The PowerShot SX30 was somewhat of a letdown in the movie department, in that it only recorded 720p video. The switch to CMOS has allowed Canon to bump the SX40 to Full HD, keeping it competitive with other super zooms (more or less). The SX40 can record video at 1920 x 1080 (24 frames/second) with stereo sound for up to 14.5 minutes. That sounds okay, but keep in mind that 24p video is a bit choppy, though most "real" movies are shot at that setting. Also, two of the SX40's biggest competitors (the Panasonic DMC-FZ150 and Sony DSC-HX100V) both record at true 1080/60p.
Two lower resolutions are also available on the SX40. You can choose from 720p or VGA settings, both of which are recorded at 30 frames/second. Recording will stop after 21 minutes at the 720p setting, and 44 minutes at VGA. The camera also supports Apple's poorly marketed iFrame (720p) codec, which is supposed to be easier to edit on Apple computers (not that H.264 is that challenging to work with).
Naturally, the SX40 lets you use the optical zoom while you're recording a movie, and the zoom moves slowly and quietly. The camera focuses continuously, so everything stays in focus. The image stabilizer is also available, which keeps things shake-free.
Most of the camera's special effects are available while recording movies, including miniature effect. There's also a "super slow motion" mode which records at 120 or 240 fps (though the resolution is lowered to 640 x 480 and 320 x 240, respectively) and plays them back at 30 fps, creating a slow motion effect. There aren't any manual controls in movie mode, though you can adjust the mic level or turn on a wind filter.
While you can take full resolution stills in movie mode, you will capture the camera refocusing, and then recording the image to the memory card, which freezes things for a second or two.
Here's a sample movie for you, taken at the highest quality setting. Since the file is huge (70 MB), I've also provided a smaller 720p version.
Not bad at all, aside from the choppiness!

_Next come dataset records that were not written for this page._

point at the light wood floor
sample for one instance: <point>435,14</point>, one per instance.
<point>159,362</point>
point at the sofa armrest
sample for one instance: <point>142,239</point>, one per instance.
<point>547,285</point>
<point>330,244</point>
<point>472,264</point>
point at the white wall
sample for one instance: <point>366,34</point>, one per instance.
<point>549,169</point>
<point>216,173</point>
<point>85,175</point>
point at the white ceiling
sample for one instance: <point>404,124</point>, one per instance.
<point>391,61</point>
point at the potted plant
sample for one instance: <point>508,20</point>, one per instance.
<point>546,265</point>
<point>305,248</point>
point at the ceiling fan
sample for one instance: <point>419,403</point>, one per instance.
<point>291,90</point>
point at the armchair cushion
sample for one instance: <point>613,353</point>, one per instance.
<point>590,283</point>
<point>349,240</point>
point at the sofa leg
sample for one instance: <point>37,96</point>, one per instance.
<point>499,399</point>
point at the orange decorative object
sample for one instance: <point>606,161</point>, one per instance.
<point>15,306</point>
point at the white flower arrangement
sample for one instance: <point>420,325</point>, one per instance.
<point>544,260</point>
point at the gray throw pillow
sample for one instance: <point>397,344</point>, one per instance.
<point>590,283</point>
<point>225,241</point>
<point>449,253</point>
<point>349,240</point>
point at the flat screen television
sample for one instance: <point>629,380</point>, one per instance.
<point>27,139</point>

|Playback menu||Jump menu; those bars at the bottom represent dates|
The PowerShot SX40 has a pretty nice playback mode. Some of the notable features here include:
- Movie Digest playback: I told you about this feature earlier; here's how you view the day's events
- Smart Shuffle: a bizarre feature which shows four photos similar to the one you're viewing
- My Category: assign a category to a photo, which is then transferred over to the "Browser" software; in some shooting modes, the camera does this automatically
- i-Contrast: unlike the one in record mode, this version of i-Contrast actually brightens dark areas of your photo
- Redeye correction: digitally remove this annoyance from a photo
- My Colors: apply most of the options from the My Colors menu (vivid, sepia, black & white, etc) to photos you've already taken
- Jump: move through photos by date, category, file type, whether they're tagged as a favorite, or in groups of 10 or 100
- Erase range of photos: I normally don't mention image deletion features, but the ability to select a range of photos without having to click your way through thumbnails is very handy
Photo editing functions include the ability to rotate, resize, and crop. Movies can have unwanted footage trimmed off of the beginning or end of a clip.
By default, the PowerShot SX40 shows you just basic information about a photo. Press the Display button, though, and you'll get a lot more, including a histogram and a display of clipped highlights.
The SX40 moves through photos without delay, even with the fancy transitions between each image. If you want to really go fast, just spin the dial on the back of the camera. Using the dial also allows you to just to photos taken on a certain date.